The Biden administration has focused its public messaging so strongly on climate change and the switch to renewable energy that it’s made itself an open target for Republicans on the issue, said Mark Jones, political science professor at Rice University in Houston. With mid-term elections less than a year away, voter anger over high prices could cost Democrats control of the House and Senate — and any hopes for more ambitious climate legislation.
“It is consistent to focus in the short term on fossil fuels while in the long term you’re trying to transition away from them, but the messaging is difficult,” Jones said. “On one hand you’re saying fossil fuels are destroying the planet; on the other hand you want to boost the production of fossil fuels in the short term to help people’s pocket books.”
While the messaging may be difficult, there appear to be few people in the White House skilled in delivering that message, some of the administration’s allies said.

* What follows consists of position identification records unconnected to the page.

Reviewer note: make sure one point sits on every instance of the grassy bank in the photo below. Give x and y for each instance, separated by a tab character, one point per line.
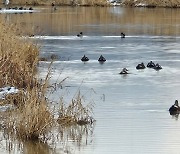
30	117
131	3
61	2
152	3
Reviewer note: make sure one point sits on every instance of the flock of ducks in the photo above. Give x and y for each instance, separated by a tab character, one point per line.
151	64
174	109
101	59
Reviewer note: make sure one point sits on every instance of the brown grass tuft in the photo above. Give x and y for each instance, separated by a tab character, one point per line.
75	112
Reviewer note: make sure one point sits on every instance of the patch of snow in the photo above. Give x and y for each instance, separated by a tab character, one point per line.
141	5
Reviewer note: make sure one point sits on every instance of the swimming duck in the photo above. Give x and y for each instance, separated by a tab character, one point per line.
124	71
157	67
122	35
80	35
84	58
101	59
140	66
151	64
174	109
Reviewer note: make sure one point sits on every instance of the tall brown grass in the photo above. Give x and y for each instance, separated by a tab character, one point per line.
61	2
18	59
154	3
31	117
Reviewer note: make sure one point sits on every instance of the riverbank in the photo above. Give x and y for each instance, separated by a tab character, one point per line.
129	3
24	106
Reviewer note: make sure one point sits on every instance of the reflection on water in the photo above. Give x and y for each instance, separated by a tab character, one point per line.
100	21
131	111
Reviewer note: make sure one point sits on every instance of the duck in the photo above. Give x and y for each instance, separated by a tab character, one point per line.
151	64
101	59
158	67
80	35
124	71
84	58
123	35
140	66
174	109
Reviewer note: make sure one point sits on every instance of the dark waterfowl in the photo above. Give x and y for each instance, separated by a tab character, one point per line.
140	66
157	67
123	35
174	109
124	71
80	35
84	58
101	59
151	64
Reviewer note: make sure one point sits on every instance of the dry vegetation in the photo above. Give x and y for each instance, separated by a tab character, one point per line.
61	2
30	117
148	3
153	3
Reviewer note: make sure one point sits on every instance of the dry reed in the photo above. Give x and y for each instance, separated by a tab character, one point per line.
75	112
61	2
153	3
18	59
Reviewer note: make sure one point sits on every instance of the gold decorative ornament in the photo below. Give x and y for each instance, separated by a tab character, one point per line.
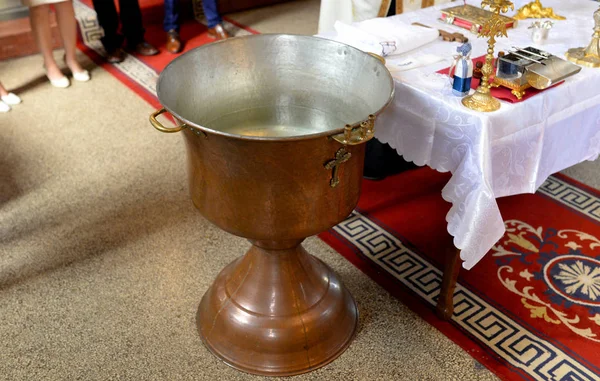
516	90
589	56
472	18
341	156
482	99
535	10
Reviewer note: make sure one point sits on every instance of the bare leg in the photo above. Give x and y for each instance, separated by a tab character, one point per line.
3	91
40	24
68	31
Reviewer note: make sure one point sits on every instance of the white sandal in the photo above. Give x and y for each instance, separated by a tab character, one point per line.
82	76
4	107
11	99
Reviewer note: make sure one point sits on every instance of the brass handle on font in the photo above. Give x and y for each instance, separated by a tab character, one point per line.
156	124
357	134
380	58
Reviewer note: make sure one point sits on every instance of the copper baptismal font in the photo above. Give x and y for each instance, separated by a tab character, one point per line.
274	127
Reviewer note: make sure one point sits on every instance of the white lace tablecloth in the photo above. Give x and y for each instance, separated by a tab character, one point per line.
507	152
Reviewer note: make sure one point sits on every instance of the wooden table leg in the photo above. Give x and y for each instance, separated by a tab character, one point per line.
445	306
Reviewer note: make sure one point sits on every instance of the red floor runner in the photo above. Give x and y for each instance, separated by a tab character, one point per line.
529	310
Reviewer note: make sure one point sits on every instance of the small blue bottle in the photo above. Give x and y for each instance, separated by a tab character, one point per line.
463	71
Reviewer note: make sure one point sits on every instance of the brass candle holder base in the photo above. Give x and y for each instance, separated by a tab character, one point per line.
481	100
535	10
579	56
516	90
589	56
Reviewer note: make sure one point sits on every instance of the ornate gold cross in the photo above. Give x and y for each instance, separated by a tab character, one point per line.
341	156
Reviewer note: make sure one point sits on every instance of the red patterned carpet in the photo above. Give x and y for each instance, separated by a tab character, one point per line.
529	310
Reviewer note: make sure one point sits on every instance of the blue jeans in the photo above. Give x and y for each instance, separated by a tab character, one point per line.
171	21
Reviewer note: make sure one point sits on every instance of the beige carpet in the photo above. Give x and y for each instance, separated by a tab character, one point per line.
103	259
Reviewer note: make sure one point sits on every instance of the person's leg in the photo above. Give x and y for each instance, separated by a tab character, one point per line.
3	91
213	18
171	21
40	25
109	21
211	11
131	22
67	25
171	26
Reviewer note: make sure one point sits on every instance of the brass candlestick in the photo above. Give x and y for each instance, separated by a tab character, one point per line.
494	27
535	10
589	56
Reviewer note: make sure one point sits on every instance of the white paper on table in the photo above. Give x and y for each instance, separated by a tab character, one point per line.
372	35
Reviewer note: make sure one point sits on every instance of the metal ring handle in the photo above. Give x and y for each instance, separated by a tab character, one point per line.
380	58
156	124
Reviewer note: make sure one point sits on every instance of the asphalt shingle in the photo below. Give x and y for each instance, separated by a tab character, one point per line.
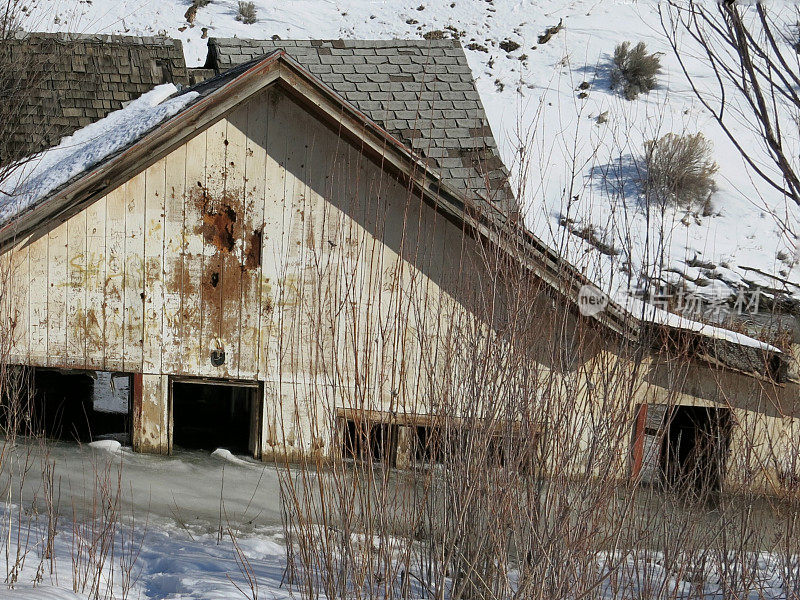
421	91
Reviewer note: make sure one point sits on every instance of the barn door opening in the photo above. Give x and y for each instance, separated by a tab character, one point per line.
682	447
69	404
695	447
207	415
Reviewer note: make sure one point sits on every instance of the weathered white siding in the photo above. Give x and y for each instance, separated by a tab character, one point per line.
266	236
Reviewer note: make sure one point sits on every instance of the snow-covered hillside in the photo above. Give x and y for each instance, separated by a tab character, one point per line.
543	101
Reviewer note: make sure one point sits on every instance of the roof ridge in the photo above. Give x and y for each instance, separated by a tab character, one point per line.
97	38
345	43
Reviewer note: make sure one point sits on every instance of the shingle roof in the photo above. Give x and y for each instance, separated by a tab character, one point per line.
420	91
66	81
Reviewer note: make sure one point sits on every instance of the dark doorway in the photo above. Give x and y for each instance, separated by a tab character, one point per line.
70	405
695	446
210	415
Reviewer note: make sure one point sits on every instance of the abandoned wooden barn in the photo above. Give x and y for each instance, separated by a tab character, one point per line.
285	255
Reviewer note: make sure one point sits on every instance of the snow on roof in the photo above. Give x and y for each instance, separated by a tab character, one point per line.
45	172
648	313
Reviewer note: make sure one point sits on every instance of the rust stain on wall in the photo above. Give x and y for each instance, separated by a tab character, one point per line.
252	257
218	227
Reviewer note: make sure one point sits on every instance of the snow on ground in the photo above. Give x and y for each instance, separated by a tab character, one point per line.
182	508
88	146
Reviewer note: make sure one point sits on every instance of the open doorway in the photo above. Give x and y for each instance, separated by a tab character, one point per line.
694	448
209	414
69	404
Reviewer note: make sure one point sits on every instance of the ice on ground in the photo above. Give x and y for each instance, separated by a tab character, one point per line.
112	446
186	488
48	170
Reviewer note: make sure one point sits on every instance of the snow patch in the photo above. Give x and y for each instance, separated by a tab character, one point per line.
228	456
112	446
41	174
652	314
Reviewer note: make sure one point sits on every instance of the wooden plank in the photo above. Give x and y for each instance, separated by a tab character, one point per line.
56	300
173	259
155	190
18	280
95	284
233	259
255	174
116	209
215	220
37	316
192	250
273	248
76	291
133	317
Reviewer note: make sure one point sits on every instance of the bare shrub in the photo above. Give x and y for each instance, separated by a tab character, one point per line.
635	70
246	13
679	170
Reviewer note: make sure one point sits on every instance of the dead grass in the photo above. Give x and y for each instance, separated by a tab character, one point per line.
635	71
679	170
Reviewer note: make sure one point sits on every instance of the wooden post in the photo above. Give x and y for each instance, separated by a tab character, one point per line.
638	441
136	426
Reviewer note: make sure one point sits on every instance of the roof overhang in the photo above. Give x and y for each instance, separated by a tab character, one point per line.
242	82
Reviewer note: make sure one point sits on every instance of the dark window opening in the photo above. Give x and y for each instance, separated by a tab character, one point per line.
82	406
694	448
369	441
428	444
207	416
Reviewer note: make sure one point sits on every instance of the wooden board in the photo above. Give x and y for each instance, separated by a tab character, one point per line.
116	210
133	317
155	190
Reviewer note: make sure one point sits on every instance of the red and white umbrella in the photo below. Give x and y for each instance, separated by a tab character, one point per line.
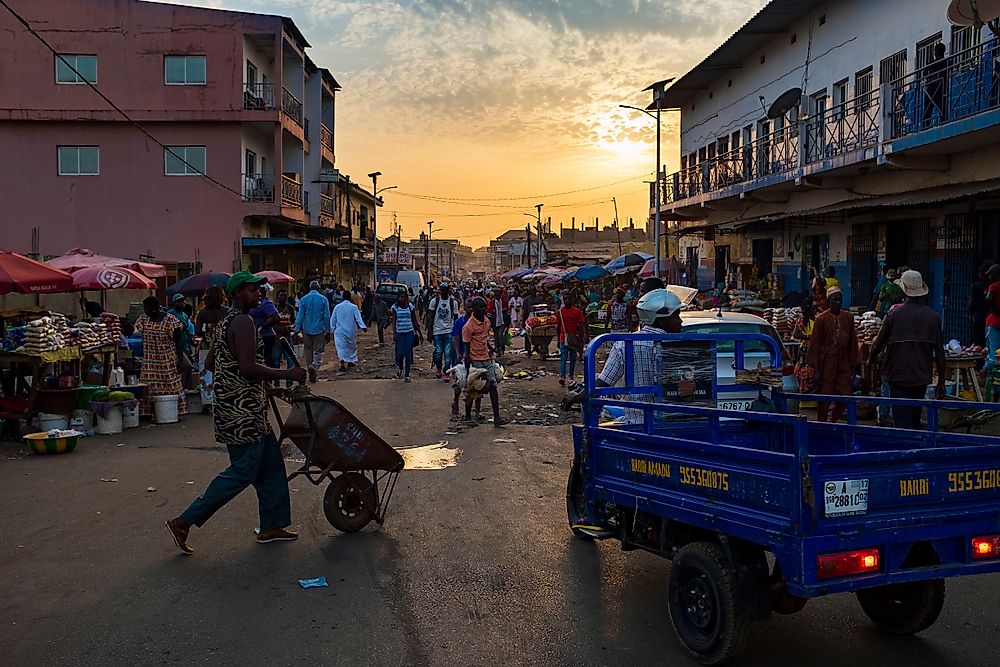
276	277
110	277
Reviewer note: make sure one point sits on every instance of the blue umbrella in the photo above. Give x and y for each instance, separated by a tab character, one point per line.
633	261
197	284
587	273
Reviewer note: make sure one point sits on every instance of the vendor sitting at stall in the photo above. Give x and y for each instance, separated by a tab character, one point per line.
161	342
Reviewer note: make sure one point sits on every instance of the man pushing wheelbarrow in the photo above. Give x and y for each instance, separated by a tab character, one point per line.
239	374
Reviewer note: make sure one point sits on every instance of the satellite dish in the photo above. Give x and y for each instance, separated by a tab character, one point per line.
973	12
786	101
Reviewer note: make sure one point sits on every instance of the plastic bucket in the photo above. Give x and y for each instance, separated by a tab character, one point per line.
82	420
47	422
130	418
165	409
112	423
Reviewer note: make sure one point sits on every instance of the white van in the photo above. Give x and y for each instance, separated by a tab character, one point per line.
412	279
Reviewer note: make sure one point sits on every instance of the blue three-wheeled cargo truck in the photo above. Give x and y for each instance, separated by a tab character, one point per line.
759	510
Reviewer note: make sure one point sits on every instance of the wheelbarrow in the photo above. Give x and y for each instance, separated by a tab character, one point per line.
362	468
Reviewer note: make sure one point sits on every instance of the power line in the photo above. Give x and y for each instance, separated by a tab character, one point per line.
462	200
20	19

The White House lacks the sort of deep experience with fossil fuel markets to go before the public and convincingly explain why fuel prices are at heights last seen nearly a decade ago and that investments in renewable energy will insulate the country from future market swings, said David Goldwyn, analyst at the Atlantic Council and a former official in the Clinton and Obama administrations.
“It’s not politically astute to make the public do a Google search to figure out the nuances of your position,” Goldwyn said. “They’re taking some avoidable hits and they’re not punching back the way they should.”
High fuel costs also pose a danger to Democrats’ climate priorities, said Kevin Book, director of energy consulting firm ClearView Energy. The party can say their infrastructure package and budget bill contain transformative provisions, including a ban on drilling in most federal offshore waters. But rising fuel prices may mean they don’t get many more big bites at that apple any time soon, he said.
“The energy transition depends on technology and capital, but it also depends on political continuity and voter buy-in,” Book said. “High prices undermine that buy-in, and they could affect political continuity, too.”